When you are in charge of your emotions it is easier to verbalise what is going on for you, understand the potential impact on people around you and put the necessary boundaries in place to minimise fallout. 

 

Remember, you and your partner will not have the same emotions. In fact your stress test might be completely different. That is ok. There is no right or wrong. Everyone is just doing the best they can.
 


4. Be conscious of the impact of your emotions on the people around you.


Verbalise what you are feeling clearly and be specific about your needs.

 

Say: "I am feeling ready to break stuff and kick walls down. Please leave me alone for as long as it takes to calm down. I will let you know when I feel better." 

 

In isolation being left alone might literally mean to sit in a cupboard for a couple of hours, or turn your chair to the wall. 


"All I want to do is cry. Please hold me for a bit while I compose myself."
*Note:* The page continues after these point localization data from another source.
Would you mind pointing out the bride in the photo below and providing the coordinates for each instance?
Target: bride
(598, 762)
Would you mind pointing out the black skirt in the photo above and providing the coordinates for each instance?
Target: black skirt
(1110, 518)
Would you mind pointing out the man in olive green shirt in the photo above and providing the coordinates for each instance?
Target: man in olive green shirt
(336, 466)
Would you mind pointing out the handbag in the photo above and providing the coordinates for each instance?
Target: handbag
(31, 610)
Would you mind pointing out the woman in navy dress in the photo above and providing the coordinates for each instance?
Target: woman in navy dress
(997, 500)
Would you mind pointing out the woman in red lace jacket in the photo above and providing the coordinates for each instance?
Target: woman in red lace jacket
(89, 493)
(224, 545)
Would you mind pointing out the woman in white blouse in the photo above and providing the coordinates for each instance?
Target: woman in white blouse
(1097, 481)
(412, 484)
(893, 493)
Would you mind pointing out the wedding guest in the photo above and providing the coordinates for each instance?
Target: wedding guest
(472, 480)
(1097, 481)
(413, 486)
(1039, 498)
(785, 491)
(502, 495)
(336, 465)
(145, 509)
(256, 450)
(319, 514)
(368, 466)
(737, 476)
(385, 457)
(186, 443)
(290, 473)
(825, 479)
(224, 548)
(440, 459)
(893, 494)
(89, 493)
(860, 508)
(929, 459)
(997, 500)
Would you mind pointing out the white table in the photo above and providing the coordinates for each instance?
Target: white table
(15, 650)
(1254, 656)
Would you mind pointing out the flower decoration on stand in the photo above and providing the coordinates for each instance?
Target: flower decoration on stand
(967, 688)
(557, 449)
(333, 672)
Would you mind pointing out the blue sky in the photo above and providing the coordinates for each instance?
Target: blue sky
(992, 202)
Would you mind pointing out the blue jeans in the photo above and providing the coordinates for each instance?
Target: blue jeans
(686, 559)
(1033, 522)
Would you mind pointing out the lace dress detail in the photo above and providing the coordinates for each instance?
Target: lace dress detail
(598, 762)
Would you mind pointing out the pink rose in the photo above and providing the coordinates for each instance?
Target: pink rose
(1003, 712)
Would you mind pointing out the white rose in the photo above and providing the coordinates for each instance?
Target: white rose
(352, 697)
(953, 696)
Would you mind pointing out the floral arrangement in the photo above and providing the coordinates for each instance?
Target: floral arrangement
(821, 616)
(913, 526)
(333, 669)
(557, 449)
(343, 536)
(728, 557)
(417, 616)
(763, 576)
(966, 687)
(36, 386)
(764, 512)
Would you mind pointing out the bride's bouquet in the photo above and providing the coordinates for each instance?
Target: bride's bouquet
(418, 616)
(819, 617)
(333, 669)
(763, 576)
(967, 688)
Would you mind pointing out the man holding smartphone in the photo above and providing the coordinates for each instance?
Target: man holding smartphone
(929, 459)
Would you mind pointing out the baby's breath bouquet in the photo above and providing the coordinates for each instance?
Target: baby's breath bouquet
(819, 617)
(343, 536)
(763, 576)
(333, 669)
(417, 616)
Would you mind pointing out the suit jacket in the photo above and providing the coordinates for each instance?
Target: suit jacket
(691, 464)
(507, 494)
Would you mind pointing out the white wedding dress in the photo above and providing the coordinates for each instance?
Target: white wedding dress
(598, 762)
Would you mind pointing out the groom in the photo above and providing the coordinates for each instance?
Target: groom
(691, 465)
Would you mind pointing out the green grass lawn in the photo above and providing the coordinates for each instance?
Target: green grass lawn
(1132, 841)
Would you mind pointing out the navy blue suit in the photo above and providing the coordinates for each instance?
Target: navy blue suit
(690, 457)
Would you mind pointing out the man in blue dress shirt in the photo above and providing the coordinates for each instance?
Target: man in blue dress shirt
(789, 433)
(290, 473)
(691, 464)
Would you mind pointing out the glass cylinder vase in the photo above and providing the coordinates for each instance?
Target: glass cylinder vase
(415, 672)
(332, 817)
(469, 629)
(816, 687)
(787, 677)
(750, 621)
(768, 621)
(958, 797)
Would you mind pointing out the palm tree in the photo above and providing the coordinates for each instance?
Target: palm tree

"I am really anxious and worried today. I need a break from all the news and social media. Please don't send me any updates."


"I would like to move and express some happiness. I'm going to dance. Would you like to join me?"


You get the gist. This does not mean that other people must tip-toe around you or adjust their lives to your emotions. It means you are clear about your feelings and your needs and know how to express these.  So do they! Encourage all the people who you are isolating with to do the same.

 

In times of great uncertainty a little clarity and consciousness go a long way to create some structure and comfort.

 

5. Don't forget to play!


Doing a stress test is not supposed to be one more arduous task to get through. Make your emotional wellbeing fun for everyone involved.


You can have an emotional bar graph on the fridge for all to see and update throughout the day.  Your red jersey can be a clear 'not fit for human consumption' sign. A teddy on the couch might mean 'I'm fragile'. Your favourite tune at 4pm could signal hope. 

 

The most important skill right now is the ability to consciously check in with yourself, accurately gauge how you are feeling and minimising the impact of your emotional state on the people around you, while at the same time being kind to yourself. How you do that, is entirely up to your imagination.